Southern California Edison, the largest electric utility in California, will hold a series of open houses next week to explain a power line project that has drawn heavy static from Arizona regulators and environmentalists.
The Devers-Palo Verde 2 project is a 225-mile high-voltage line running from the Palo Verde hub west of Phoenix to the Devers substation near Palm Springs, Calif. Running parallel to an existing line, it is designed to transport electricity produced at natural-gas generating plants in Arizona to Southern California.
Arizona critics of the $680 million project say it would result in greater air pollution and water consumption in the Grand Canyon State to benefit consumers in California. Also, the line would cross a wildlife refuge in western Arizona.
The Arizona Corporation Commission rejected the 97-mile Arizona portion of the project in June 2007. But the California utility is attempting to revive the line under a law that allows federal regulators to override decisions of state regulators if a power line is located in a designated national-interest corridor.
The Federal Energy Regulatory Commission gave such a designation to a wide swath of western Arizona and Southern California earlier this year.

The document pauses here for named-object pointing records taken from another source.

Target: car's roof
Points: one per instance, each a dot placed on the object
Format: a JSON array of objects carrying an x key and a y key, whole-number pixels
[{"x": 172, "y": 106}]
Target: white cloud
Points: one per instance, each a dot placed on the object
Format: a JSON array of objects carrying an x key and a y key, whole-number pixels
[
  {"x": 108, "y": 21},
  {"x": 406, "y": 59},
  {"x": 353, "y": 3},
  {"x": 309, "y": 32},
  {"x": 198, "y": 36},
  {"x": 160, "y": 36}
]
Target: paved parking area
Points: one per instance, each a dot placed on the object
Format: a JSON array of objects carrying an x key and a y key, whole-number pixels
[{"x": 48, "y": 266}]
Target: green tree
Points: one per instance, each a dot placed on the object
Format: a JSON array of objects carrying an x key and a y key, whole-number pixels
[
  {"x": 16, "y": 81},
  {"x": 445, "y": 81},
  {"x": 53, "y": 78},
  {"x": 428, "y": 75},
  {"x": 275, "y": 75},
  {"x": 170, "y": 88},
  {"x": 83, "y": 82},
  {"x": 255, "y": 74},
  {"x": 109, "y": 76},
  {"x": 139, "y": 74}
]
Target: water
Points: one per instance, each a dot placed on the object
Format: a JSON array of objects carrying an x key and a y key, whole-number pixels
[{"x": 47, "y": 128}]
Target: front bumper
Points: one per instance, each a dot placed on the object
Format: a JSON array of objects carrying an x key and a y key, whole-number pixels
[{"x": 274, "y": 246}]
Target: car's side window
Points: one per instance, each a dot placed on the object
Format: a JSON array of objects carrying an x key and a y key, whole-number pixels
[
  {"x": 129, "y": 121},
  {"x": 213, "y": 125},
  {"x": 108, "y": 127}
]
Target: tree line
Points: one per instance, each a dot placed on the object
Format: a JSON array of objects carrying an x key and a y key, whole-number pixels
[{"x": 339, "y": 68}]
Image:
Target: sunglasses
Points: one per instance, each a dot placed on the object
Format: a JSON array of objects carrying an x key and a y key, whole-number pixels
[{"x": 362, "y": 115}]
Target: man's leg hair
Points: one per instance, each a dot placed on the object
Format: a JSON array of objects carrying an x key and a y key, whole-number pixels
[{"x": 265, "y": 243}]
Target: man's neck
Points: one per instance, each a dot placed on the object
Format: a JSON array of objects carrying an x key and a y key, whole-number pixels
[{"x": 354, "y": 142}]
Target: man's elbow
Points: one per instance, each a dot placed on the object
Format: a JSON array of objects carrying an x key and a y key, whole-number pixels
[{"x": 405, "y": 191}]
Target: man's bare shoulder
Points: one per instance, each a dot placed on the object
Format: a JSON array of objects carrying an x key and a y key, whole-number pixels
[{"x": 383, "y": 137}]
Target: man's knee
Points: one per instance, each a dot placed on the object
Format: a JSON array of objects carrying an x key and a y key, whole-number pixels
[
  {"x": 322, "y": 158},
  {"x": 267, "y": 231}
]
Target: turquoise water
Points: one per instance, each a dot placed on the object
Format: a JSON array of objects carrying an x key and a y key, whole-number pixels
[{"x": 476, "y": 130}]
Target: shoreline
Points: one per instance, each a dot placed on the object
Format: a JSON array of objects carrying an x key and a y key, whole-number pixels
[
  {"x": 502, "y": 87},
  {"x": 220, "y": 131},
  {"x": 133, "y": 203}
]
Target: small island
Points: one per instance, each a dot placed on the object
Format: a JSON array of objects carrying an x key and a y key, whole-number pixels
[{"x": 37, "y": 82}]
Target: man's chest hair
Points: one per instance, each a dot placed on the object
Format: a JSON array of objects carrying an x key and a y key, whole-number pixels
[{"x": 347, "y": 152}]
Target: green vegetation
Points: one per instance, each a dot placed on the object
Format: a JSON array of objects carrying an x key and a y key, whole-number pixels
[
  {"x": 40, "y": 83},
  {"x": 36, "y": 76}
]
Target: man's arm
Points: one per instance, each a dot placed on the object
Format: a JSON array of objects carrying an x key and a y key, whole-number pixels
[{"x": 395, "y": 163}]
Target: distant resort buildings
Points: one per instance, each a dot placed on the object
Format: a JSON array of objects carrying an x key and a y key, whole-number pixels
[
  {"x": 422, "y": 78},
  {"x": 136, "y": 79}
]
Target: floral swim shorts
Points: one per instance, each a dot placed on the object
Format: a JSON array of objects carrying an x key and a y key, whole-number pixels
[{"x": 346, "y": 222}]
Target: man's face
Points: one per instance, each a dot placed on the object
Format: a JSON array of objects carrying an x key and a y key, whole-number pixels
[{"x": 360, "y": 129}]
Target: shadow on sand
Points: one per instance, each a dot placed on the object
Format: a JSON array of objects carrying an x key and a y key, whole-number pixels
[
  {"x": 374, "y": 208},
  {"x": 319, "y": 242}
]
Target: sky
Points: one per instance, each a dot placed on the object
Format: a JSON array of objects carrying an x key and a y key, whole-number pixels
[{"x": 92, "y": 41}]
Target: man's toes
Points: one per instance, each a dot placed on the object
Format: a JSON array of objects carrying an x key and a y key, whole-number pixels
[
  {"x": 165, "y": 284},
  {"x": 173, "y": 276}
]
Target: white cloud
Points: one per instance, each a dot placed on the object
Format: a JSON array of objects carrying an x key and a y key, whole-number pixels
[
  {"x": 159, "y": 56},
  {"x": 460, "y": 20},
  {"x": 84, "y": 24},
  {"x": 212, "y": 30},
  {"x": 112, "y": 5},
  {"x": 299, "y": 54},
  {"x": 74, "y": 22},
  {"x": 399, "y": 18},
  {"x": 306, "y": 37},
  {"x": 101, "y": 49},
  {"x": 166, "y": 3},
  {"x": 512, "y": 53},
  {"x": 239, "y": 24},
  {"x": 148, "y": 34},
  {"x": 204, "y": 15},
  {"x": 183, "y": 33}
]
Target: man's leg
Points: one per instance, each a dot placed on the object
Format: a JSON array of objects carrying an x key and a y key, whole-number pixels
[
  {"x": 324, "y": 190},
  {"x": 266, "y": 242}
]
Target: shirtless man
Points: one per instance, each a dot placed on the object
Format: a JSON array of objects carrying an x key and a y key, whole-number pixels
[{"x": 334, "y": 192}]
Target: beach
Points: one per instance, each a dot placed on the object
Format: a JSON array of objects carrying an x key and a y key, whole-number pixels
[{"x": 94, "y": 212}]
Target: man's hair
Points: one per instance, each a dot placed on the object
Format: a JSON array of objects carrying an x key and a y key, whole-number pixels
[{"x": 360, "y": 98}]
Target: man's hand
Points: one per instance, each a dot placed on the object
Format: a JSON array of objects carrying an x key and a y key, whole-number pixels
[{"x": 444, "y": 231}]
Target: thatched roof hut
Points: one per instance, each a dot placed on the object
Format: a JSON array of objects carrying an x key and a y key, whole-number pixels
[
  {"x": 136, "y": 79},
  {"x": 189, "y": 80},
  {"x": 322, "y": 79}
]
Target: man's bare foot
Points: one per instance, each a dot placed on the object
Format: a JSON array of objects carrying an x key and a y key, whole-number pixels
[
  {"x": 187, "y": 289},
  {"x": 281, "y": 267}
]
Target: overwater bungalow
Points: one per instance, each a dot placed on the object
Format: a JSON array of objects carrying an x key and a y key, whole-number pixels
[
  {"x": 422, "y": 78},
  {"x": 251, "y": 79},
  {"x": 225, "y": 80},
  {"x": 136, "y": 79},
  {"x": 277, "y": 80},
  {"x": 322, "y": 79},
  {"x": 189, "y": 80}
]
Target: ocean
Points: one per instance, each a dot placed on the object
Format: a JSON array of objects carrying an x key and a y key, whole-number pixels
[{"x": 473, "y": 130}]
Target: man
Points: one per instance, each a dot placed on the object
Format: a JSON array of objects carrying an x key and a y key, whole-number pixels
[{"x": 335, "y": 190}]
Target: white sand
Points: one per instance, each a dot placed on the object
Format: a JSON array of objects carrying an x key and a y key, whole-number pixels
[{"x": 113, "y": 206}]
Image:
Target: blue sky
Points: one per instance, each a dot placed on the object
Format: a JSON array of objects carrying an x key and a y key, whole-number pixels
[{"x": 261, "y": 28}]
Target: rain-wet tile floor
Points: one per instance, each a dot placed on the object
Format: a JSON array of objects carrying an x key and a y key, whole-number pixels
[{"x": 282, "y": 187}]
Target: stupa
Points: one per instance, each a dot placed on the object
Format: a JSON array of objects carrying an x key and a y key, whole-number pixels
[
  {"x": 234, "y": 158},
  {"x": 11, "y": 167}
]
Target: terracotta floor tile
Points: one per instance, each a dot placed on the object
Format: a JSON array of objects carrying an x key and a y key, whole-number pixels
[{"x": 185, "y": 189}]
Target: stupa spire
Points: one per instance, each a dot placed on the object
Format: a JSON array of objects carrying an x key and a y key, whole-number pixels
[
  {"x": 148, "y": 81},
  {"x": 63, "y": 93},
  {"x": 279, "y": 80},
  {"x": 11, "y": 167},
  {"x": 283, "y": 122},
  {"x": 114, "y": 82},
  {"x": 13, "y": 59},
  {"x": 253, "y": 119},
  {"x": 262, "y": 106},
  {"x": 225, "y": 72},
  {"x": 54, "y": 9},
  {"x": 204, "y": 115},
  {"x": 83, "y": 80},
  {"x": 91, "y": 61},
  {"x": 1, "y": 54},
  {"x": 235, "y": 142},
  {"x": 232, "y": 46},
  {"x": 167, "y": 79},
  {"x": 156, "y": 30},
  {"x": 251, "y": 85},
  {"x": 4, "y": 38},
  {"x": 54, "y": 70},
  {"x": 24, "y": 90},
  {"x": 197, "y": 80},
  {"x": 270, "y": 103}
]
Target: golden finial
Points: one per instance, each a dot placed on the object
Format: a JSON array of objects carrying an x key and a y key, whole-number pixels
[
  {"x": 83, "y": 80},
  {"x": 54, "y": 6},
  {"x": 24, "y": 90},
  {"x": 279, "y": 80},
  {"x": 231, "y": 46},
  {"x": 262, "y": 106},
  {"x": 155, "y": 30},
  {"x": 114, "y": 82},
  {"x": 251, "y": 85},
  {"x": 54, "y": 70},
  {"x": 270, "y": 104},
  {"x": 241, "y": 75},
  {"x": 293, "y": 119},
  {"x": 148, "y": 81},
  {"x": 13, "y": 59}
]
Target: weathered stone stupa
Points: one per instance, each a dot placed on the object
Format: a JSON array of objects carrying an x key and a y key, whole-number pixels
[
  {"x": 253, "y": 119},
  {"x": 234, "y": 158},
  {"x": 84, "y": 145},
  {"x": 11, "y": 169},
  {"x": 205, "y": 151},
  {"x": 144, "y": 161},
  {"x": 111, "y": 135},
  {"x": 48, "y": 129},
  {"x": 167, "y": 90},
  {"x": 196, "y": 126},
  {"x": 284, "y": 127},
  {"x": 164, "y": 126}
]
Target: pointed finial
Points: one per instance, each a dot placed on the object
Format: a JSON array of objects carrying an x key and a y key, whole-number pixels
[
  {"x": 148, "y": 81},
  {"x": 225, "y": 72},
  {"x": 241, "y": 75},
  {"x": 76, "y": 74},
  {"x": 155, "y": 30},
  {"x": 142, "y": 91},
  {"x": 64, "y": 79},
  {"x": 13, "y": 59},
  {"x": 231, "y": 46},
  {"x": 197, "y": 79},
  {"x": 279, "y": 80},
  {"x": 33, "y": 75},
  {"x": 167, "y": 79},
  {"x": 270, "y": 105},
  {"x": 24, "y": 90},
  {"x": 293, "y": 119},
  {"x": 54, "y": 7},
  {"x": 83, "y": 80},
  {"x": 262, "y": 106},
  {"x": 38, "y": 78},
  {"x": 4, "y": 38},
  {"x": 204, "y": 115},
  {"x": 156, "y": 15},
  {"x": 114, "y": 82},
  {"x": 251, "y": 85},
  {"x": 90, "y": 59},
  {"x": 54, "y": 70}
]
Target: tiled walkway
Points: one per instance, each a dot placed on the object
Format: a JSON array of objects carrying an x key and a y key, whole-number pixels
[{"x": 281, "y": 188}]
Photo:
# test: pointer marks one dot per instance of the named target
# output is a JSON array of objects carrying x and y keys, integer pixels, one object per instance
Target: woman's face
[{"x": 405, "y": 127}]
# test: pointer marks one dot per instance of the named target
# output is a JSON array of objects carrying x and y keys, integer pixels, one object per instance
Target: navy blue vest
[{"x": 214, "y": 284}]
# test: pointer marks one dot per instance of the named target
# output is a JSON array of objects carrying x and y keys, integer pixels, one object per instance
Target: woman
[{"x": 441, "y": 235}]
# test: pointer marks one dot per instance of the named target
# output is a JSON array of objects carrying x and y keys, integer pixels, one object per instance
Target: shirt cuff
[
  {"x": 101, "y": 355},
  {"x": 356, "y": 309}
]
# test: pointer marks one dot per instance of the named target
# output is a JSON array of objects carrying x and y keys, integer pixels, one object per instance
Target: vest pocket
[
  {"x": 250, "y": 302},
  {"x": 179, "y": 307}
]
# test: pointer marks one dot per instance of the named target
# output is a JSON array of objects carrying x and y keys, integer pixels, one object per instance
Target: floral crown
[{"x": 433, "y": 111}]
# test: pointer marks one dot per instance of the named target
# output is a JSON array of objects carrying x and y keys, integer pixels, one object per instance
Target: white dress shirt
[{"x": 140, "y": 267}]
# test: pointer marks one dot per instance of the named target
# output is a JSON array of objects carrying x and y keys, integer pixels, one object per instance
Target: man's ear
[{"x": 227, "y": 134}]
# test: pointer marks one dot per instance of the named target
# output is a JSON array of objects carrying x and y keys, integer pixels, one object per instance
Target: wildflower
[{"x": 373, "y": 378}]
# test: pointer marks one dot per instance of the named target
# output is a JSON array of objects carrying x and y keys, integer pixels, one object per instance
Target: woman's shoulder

The California utility has filed preliminary papers with the federal agency in preparation for a formal application in early 2009. But it would prefer to resolve the case with the Arizona commission, said project manager Marco Ahumada.
He said SCE could file a revised application with the ACC early next year.
To make the project more palatable to Arizonans, he said SCE might build a new switch yard in the Harquahala Valley, which would increase the reliability of the Arizona grid and allow the Central Arizona Project to tap into the new line to run pumps that transport Colorado River water to Phoenix and Tucson.
Also, the line could move electricity generated at future solar power plants in western Arizona into the Phoenix market, Ahumada said.
"One of the beauties of this project is the line cuts though a solar-intense area," he said.
Arizona commissioners have said it would take a lot of convincing for them to reverse their decision of last year.
"We will look at any proposal they would make, but the bar is high," said Commissioner Kris Mayes.